Studies have shown that the effect of the fat mass and obesity-associated gene(FTO) on obesity is modulated by dietary factors in several populations(Reference Phillips, Kesse-Guyot and McManus1); however, to date, there has been only one study that has been conducted in the Turkish population(Reference Buyuktuncer, Dagdelen and Ozdemir2). Hence, we aimed to determine whether two single nucleotide polymorphisms (SNPs) in the FTO gene (rs9939609 and rs10163409) are associated with obesity-related traits and to assess whether these associations were modified by lifestyle factors including physical activity and macronutrient intake in the Turkish population.
The study included 200 obese and 200 non-obese individuals in Turkey. Dietary intakes were assessed using 24-hour dietary recall. Levels of physical activity were measured based on self-report questionnaires. Statistical analysis was performed using the SPSS software. Logistic and general linear models were used to determine the independent and joint, genetic risk score (GRS), effect of FTO SNPs on the risk of obesity and its related traits, respectively. Furthermore, interactions were tested by including the interaction terms in the regression models.

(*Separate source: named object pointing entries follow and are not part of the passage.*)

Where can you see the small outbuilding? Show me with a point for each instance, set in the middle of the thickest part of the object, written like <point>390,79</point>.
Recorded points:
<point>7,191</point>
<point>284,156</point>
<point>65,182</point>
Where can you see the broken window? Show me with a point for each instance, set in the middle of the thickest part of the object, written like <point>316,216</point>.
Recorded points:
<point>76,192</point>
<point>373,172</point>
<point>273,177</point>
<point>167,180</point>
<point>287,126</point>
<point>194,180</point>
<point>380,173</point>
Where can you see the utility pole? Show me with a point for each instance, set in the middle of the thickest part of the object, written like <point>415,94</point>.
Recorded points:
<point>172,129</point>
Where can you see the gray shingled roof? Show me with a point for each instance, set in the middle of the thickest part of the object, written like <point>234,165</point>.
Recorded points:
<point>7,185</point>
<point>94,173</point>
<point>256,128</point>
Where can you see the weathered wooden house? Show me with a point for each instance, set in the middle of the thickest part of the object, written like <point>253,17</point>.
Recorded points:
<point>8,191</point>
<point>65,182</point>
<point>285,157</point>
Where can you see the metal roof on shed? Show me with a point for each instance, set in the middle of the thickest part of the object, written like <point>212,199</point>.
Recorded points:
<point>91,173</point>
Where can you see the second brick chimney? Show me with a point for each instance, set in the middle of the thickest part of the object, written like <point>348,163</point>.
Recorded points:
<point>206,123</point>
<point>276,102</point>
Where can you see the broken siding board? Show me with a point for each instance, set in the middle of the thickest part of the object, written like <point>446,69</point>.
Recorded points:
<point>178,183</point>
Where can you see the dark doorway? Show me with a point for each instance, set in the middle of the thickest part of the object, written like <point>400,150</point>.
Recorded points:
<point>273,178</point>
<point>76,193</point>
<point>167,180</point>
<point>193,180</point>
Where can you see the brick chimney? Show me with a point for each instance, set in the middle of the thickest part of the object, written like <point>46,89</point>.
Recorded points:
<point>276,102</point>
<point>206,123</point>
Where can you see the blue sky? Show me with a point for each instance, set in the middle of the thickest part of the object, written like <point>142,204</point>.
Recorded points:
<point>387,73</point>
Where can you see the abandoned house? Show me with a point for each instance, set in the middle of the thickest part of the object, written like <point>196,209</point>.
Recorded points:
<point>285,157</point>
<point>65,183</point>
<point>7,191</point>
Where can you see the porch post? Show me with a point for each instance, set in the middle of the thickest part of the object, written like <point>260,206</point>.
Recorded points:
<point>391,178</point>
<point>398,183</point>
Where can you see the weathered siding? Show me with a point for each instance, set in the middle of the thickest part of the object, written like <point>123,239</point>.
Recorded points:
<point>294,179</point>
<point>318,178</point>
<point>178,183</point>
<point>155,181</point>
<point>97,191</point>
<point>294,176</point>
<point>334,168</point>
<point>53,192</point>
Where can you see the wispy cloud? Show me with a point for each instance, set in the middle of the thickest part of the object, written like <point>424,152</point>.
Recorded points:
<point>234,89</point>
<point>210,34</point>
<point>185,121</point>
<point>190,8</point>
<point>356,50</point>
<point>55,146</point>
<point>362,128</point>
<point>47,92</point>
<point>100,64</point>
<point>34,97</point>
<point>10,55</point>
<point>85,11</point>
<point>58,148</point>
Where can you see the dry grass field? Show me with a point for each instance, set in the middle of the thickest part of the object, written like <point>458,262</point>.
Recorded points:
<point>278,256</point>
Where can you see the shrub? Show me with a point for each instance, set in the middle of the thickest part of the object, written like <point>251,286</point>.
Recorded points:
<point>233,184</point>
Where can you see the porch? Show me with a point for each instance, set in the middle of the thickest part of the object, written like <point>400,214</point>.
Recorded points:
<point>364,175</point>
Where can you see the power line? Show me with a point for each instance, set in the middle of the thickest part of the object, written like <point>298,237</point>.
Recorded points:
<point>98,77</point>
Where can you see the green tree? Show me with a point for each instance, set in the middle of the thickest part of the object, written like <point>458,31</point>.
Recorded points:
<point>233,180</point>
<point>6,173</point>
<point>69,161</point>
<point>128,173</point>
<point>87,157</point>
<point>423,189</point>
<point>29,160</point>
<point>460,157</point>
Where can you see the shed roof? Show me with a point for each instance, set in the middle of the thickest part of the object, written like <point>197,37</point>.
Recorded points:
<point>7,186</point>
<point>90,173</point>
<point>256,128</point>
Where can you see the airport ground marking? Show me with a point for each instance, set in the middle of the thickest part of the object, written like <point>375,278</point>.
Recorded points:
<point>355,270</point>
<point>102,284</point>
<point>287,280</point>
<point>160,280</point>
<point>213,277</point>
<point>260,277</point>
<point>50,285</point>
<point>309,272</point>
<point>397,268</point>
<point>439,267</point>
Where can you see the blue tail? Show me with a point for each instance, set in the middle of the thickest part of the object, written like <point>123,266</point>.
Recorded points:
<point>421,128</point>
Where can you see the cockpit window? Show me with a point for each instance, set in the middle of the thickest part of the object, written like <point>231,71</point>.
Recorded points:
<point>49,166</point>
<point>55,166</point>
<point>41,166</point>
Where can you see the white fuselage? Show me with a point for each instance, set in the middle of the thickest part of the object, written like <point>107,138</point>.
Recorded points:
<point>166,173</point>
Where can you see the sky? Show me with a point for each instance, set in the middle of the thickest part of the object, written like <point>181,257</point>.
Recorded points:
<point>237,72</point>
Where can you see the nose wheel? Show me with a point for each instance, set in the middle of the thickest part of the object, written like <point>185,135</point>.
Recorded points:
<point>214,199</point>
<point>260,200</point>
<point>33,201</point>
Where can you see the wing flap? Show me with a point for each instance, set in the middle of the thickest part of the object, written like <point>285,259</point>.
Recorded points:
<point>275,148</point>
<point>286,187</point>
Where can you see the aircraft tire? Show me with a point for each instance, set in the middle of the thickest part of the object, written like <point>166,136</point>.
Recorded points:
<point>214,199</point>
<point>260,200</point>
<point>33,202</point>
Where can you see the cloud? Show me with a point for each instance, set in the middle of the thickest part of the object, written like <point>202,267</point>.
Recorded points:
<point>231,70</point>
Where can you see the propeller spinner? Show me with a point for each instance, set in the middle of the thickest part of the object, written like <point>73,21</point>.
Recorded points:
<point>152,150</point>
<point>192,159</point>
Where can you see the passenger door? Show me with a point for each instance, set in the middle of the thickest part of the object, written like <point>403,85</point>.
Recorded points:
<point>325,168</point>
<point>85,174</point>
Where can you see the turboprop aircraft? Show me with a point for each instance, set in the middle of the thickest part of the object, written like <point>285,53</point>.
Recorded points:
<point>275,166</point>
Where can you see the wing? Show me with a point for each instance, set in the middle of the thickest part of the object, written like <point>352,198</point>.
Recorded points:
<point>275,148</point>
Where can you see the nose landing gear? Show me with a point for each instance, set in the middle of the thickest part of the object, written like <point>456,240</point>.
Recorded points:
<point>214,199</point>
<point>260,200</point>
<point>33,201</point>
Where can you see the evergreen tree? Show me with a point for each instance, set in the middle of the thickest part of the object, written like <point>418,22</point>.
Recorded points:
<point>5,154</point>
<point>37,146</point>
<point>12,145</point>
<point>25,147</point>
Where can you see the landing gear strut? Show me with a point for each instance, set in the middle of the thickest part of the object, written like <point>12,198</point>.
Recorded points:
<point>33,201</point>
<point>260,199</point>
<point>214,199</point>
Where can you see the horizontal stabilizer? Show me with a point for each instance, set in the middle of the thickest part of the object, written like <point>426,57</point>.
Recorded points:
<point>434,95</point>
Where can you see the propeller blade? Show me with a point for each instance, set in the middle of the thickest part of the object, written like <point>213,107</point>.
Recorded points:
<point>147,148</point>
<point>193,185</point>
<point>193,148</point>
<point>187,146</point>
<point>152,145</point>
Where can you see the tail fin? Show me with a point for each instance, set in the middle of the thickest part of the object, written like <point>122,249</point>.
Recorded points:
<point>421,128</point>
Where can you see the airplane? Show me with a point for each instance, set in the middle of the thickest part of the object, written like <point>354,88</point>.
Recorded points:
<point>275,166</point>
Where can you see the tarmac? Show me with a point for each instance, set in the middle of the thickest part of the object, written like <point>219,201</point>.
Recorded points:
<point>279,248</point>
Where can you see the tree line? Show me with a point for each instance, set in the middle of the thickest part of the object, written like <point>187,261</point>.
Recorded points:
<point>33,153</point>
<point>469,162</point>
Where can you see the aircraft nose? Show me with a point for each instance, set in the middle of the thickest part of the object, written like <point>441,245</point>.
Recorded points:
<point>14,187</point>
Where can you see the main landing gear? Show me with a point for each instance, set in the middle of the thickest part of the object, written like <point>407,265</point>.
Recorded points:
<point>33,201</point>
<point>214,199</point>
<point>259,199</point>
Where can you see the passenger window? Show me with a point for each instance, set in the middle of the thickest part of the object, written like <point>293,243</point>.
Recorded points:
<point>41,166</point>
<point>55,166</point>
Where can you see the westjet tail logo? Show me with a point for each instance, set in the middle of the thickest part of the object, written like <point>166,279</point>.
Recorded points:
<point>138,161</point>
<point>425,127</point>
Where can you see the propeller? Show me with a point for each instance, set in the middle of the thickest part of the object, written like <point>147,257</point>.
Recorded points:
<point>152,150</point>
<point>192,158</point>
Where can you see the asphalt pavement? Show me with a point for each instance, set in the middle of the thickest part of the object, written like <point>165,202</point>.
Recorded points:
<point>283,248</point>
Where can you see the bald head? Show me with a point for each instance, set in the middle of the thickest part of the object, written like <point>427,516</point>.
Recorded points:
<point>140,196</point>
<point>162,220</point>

The SNP rs9939609 and GRS were significantly associated with body mass index (BMI) and fat mass index (FMI), after correction for multiple testing. Carriers of the risk allele ‘A’ of the SNP rs9939609 had significantly higher BMI and FMI compared to ‘TT’ homozygotes (P = 0.001 and P = 0.002, respectively). In the GRS analysis, carriers of two or more risk alleles of the FTO variants had higher BMI and FMI compared to individuals carrying less than two risk alleles (P = 0.002 and P = 0.003, respectively). A significant interaction was observed between the SNP rs9939609 and physical activity levels on adiponectin concentrations (Pinteraction= 0.027). Among individuals with low physical activity levels, carriers of the risk allele ‘A’ of this SNP had significantly lower adiponectin concentrations than homozygous individuals for ‘TT’ genotype (P = 0.006). Furthermore, there was a significant interaction between the SNP rs10163409 and protein intake on increased waist circumference (WC) (Pinteraction= 0.044). Among individuals in the highest tertile of protein intake, carriers of the minor allele ‘T’ of the SNP rs10163409 had a significantly higher risk of increased WC than those with ‘AA’ genotype (P = 0.027).

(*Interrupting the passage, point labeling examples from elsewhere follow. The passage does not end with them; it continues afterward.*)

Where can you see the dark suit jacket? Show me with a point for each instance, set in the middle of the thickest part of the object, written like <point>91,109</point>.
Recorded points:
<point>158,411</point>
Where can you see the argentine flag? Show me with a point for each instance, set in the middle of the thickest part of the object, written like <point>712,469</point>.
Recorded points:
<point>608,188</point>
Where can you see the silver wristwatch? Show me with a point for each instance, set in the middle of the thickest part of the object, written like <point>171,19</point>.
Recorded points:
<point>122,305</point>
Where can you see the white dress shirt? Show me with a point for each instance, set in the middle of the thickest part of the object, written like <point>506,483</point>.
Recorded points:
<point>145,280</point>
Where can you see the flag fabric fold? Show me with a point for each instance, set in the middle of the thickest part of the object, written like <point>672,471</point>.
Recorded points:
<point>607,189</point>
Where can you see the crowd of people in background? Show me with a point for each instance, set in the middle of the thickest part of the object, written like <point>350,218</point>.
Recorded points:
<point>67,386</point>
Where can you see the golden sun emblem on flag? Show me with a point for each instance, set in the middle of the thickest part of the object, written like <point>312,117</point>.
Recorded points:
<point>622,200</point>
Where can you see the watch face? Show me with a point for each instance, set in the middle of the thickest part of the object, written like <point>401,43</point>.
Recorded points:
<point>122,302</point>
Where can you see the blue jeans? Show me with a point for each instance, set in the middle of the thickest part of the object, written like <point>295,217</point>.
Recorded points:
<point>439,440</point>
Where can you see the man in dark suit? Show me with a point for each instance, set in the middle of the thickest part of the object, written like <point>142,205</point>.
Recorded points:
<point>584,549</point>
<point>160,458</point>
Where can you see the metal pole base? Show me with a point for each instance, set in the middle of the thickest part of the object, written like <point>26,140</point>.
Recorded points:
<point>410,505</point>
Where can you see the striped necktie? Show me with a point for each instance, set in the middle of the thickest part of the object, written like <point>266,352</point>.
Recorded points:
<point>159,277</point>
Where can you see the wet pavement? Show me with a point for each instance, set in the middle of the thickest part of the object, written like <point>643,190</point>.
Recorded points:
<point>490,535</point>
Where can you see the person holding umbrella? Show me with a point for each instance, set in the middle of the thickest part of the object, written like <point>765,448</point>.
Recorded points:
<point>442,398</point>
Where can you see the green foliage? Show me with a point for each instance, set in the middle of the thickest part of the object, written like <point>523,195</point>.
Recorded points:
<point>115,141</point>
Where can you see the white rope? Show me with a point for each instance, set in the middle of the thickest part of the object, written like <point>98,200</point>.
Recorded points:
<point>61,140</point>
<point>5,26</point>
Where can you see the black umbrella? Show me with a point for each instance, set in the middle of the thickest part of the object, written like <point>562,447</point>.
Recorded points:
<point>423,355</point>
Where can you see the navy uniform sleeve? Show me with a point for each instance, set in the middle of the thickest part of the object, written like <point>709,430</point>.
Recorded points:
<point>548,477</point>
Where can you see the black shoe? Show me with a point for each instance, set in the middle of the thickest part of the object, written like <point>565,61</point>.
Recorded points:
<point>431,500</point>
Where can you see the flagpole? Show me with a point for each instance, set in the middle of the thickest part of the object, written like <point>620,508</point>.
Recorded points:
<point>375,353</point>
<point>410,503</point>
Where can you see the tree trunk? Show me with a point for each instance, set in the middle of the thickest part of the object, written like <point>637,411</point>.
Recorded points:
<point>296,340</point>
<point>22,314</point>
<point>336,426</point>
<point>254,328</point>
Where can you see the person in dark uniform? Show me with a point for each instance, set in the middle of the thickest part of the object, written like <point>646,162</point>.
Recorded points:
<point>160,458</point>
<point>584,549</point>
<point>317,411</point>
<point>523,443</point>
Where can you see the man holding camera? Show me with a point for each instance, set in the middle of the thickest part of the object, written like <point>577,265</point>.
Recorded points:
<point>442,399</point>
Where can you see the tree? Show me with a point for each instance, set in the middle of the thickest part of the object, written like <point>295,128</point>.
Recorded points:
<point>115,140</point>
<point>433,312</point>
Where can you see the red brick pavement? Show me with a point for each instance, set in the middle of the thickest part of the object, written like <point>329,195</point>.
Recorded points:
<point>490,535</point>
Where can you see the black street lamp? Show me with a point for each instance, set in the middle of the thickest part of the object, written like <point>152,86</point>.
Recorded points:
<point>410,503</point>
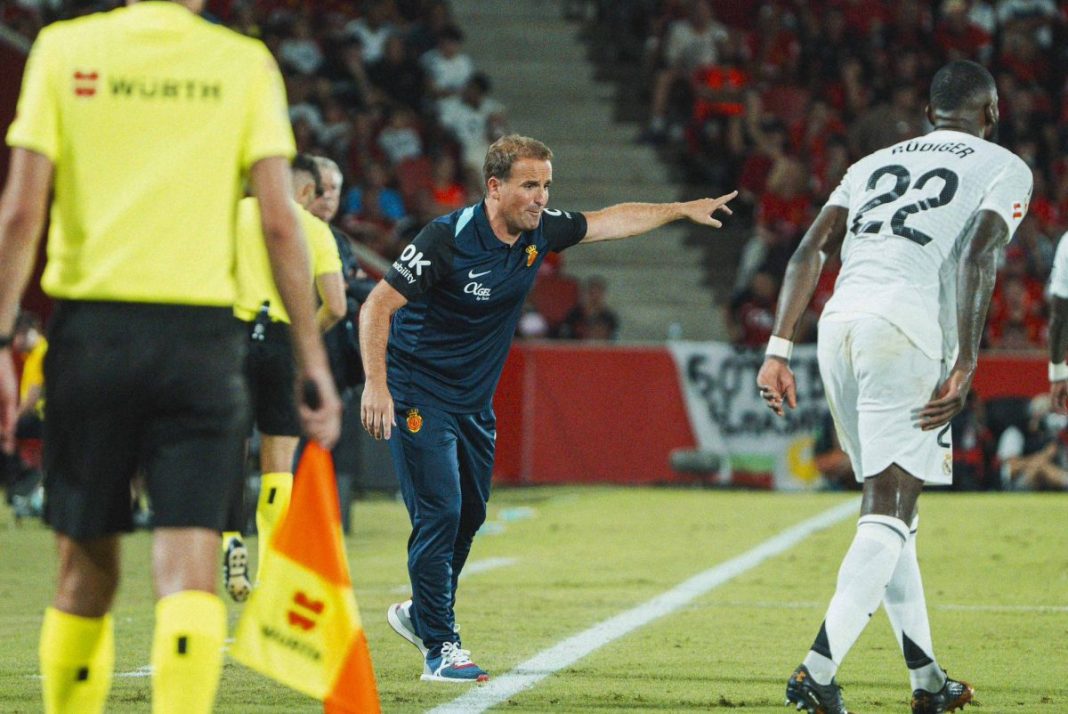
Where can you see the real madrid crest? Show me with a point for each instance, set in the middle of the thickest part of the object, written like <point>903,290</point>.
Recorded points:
<point>414,421</point>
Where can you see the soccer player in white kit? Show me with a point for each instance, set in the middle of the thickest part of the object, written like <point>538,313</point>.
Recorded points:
<point>1058,328</point>
<point>920,225</point>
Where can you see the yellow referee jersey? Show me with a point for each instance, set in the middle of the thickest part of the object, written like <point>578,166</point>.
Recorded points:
<point>255,283</point>
<point>151,116</point>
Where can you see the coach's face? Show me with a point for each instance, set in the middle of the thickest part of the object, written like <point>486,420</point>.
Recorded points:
<point>524,193</point>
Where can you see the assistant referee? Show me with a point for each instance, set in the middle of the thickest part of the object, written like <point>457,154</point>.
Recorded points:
<point>269,367</point>
<point>142,122</point>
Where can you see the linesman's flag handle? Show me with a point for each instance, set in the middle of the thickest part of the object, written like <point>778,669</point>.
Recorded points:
<point>301,625</point>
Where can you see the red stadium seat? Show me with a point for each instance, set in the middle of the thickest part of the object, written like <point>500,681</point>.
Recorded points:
<point>413,177</point>
<point>788,102</point>
<point>554,296</point>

Our study in this Turkish population has demonstrated that the risk allele ‘A’ of the FTO SNP rs9939609 and GRS were significantly associated with higher BMI and FMI. It also suggests that the effect of the FTO SNPs, rs9939609 and rs10163409, on adiponectin concentrations and WC is potentially influenced by physical activity levels and dietary protein intake, respectively. However, these findings warrant a replication in other large cohorts.